In [1]:
import os
import datetime

import pandas as pd

import tensorflow as tf
import tensorflow_hub as hub
import tensorflow_io as tfio

In [2]:
yamnet_model_handle = 'https://tfhub.dev/google/yamnet/1'
yamnet_model = hub.load(yamnet_model_handle)

In [3]:
label_classes = ['spoof', 'bonafide']
map_class_to_id = {'spoof':0, 'bonafide':1}

In [4]:
@tf.function
def load_wav_16k_mono(filename):
    """ Load a WAV file, convert it to a float tensor, resample to 16 kHz single-channel audio. """
    file_contents = tf.io.read_file(filename)
    wav, sample_rate = tf.audio.decode_wav(
          file_contents,
          desired_channels=1)
    wav = tf.squeeze(wav, axis=-1)
    sample_rate = tf.cast(sample_rate, dtype=tf.int64)
    wav = tfio.audio.resample(wav, rate_in=sample_rate, rate_out=16000)
    return wav

In [5]:
def read_csv(path, base_data_path):
    pd_data = pd.read_csv(path)

    filtered_pd = pd_data[pd_data.category.isin(label_classes)]

    class_id = filtered_pd['category'].apply(lambda name: map_class_to_id[name])
    filtered_pd = filtered_pd.assign(target=class_id)

    full_path = filtered_pd['filename'].apply(lambda row: os.path.join(base_data_path, row))
    filtered_pd = filtered_pd.assign(filename=full_path)

    filenames = filtered_pd['filename']
    targets = filtered_pd['target']

    return tf.data.Dataset.from_tensor_slices((filenames, targets)), len(targets)

In [6]:
def load_wav_for_map(filename, label):
    return load_wav_16k_mono(filename), label, 1

In [7]:
# applies the embedding extraction model to a wav data
def extract_embedding(wav_data, label, fold):
    scores, embeddings, spectrogram = yamnet_model(wav_data)
    num_embeddings = tf.shape(embeddings)[0]
    return (embeddings,
            tf.repeat(label, num_embeddings),
            tf.repeat(fold, num_embeddings))

In [8]:
def load_ds(csv, folder):
    ds, ds_len = read_csv(csv, folder)
    ds = ds.map(load_wav_for_map)
    ds = ds.map(extract_embedding).unbatch()
    return ds.map(lambda embedding, label, fold: (embedding, label)).cache(), ds_len

In [9]:
cached_ds, ds_length = load_ds('train.csv', 'train')
train_size = int(ds_length * 0.8)

train_ds = cached_ds.take(train_size)
val_ds = cached_ds.skip(train_size)

train_ds = train_ds.cache().shuffle(1000).batch(32).prefetch(tf.data.AUTOTUNE)
val_ds = val_ds.cache().batch(32).prefetch(tf.data.AUTOTUNE)

Please report this to the TensorFlow team.
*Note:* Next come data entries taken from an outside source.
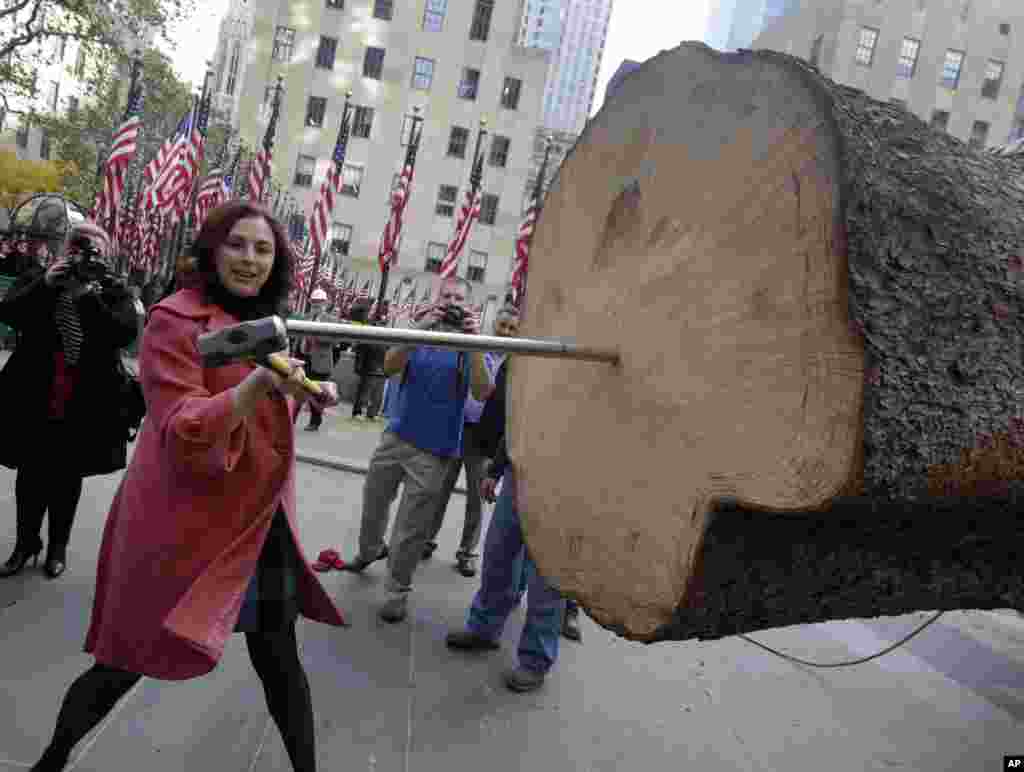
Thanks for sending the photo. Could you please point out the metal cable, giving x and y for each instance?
(847, 663)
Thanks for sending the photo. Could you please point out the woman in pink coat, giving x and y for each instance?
(201, 540)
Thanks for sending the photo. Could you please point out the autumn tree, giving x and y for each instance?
(19, 179)
(33, 33)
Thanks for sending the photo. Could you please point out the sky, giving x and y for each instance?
(639, 30)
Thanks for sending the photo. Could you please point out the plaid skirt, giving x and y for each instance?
(271, 599)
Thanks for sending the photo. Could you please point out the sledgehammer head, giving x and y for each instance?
(249, 340)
When filing the bug, set the verbosity to 10 (on Linux, `export AUTOGRAPH_VERBOSITY=10`) and attach the full output.
Cause: unable to open file: libtensorflow_io.so, from paths: ['C:\\Users\\tproh\\Downloads\\fake-audio\\venv\\lib\\site-packages\\tensorflow_io\\python\\ops\\libtensorflow_io.so']
caused by: ['C:\\Users\\tproh\\Downloads\\fake-audio\\venv\\lib\\site-packages\\tensorflow_io\\python\\ops\\libtensorflow_io.so not found']


Please report this to the TensorFlow team. When filing the bug, set the verbosity to 10 (on Linux, `export AUTOGRAPH_VERBOSITY=10`) and attach the full output.
Cause: unable to open file: libtensorflow_io.so, from paths: ['C:\\Users\\tproh\\Downloads\\fake-audio\\venv\\lib\\site-packages\\tensorflow_io\\python\\ops\\libtensorflow_io.so']
caused by: ['C:\\Users\\tproh\\Downloads\\fake-audio\\venv\\lib\\site-packages\\tensorflow_io\\python\\ops\\libtensorflow_io.so not found']


Please report this to the TensorFlow team. When filing the bug, set the verbosity to 10 (on Linux, `export AUTOGRAPH_VERBOSITY=10`) and attach the full output.
Cause: unable to open file: libtensorflow_io.so, from paths: ['C:\\Users\\tproh\\Downloads\\fake-audio\\venv\\lib\\site-packages\\tensorflow_io\\python\\ops\\libtensorflow_io.so']
caused by: ['C:\\Users\\tproh\\Downloads\\fake-audio\\venv\\lib\\site-packages\\tensorflow_io\\python\\ops\\libtensorflow_io.so not found']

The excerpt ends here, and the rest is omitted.